Chief Executive of the Accra Metropolitan Assembly (AMA), Hon. Elizabeth K.T Sackey, has urged the general public to leverage on the Accra World Book Capital title to help improve and bridge the literacy gap while promoting the rich Ghanaian cultural heritage.
The first female Mayor of Accra said this yesterday at an event organised in Accra by “Engage Now Africa”, a non-governmental organisation to mark the 56th international literacy day celebration on the theme: Transforming Literacy Learning Spaces.
According to her activities lined up for the year, would see the introduction of mobile libraries to reach marginalised groups, and events to promote the reading and writing of books in different Ghanaian languages adding that these activities could go a long way to bridge the literacy gap.
She emphasised that literacy was a unique and effective mechanism to eradicate poverty and bring development.
Peter Antwi Boasiako Deputy Director General of the Commission for Technical and Vocational Education and Training (COTVET), in a remark, said Ghana was on course to building centres of excellence in technical universities and TVET institutions in all regional capitals to help propel the country beyond foreign aid through industry-led and demand-driven competent-based training for the country’s growing youthful population.
He reiterated that the government was determined to reposition the country as a hub of the West African Sub-region's Technical and Vocational Education and Training (TVET) workforce.
He used the opportunity to advise parents to take a keen interest in the skills training of their wards for them to be self-reliant.
Mrs Cecilia Amankwa, Country Director of “Engage Now Africa”, acknowledged the advantages of literacy adding that the value addition that education bears on nations' development could not be underemphasized.

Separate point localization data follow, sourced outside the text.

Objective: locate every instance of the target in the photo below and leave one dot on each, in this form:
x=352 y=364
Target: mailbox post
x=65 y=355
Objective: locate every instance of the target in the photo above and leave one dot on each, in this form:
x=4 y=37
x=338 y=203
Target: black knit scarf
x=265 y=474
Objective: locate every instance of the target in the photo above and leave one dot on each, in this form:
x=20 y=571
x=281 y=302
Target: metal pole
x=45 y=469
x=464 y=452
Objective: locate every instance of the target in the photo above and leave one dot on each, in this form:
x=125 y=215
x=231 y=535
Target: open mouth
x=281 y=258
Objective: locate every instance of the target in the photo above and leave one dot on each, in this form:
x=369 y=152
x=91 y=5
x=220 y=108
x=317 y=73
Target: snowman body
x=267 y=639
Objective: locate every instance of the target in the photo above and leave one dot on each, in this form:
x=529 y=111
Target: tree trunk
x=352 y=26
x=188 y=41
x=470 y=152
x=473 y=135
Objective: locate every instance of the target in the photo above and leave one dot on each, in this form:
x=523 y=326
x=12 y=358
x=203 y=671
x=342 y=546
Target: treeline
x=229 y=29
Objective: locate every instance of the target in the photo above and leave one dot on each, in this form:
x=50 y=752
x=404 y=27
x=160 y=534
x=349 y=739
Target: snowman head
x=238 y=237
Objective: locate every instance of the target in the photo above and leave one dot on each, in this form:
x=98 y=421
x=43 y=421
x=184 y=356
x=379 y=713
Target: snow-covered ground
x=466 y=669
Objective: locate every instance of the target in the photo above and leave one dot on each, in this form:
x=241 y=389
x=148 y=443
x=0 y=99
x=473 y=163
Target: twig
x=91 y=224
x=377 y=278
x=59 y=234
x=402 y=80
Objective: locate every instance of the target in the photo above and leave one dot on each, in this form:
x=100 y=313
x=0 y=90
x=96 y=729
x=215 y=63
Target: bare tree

She said literacy was a liberating tool that could transform individuals, families, and nations.
"Over the years, I have witnessed how lives have changed and destinies restored through the instrumentality of literacy. The evidence I present before you is not loaned historical facts but situations with which I have interacted and engaged...” Engage Now Africa” has complemented literacy with vocational skills, it stands to equip the learner to be empowered completely to take charge of their destiny," she said.
International Literacy Day, designated by UNESCO in 1967, is an annual awareness day which marks the importance of literacy to all countries and cultures. It takes place annually on the 8th of September.
International Literacy Day 2022 will focus on Literacy teaching and learning in the COVID-19 crisis and beyond, focusing on the role of educators and changing teaching practices. This means that this year the day is more relevant than ever to teachers and the challenges of teaching literacy that COVID-19 has brought, and future-proof approaches to teaching that might be adopted.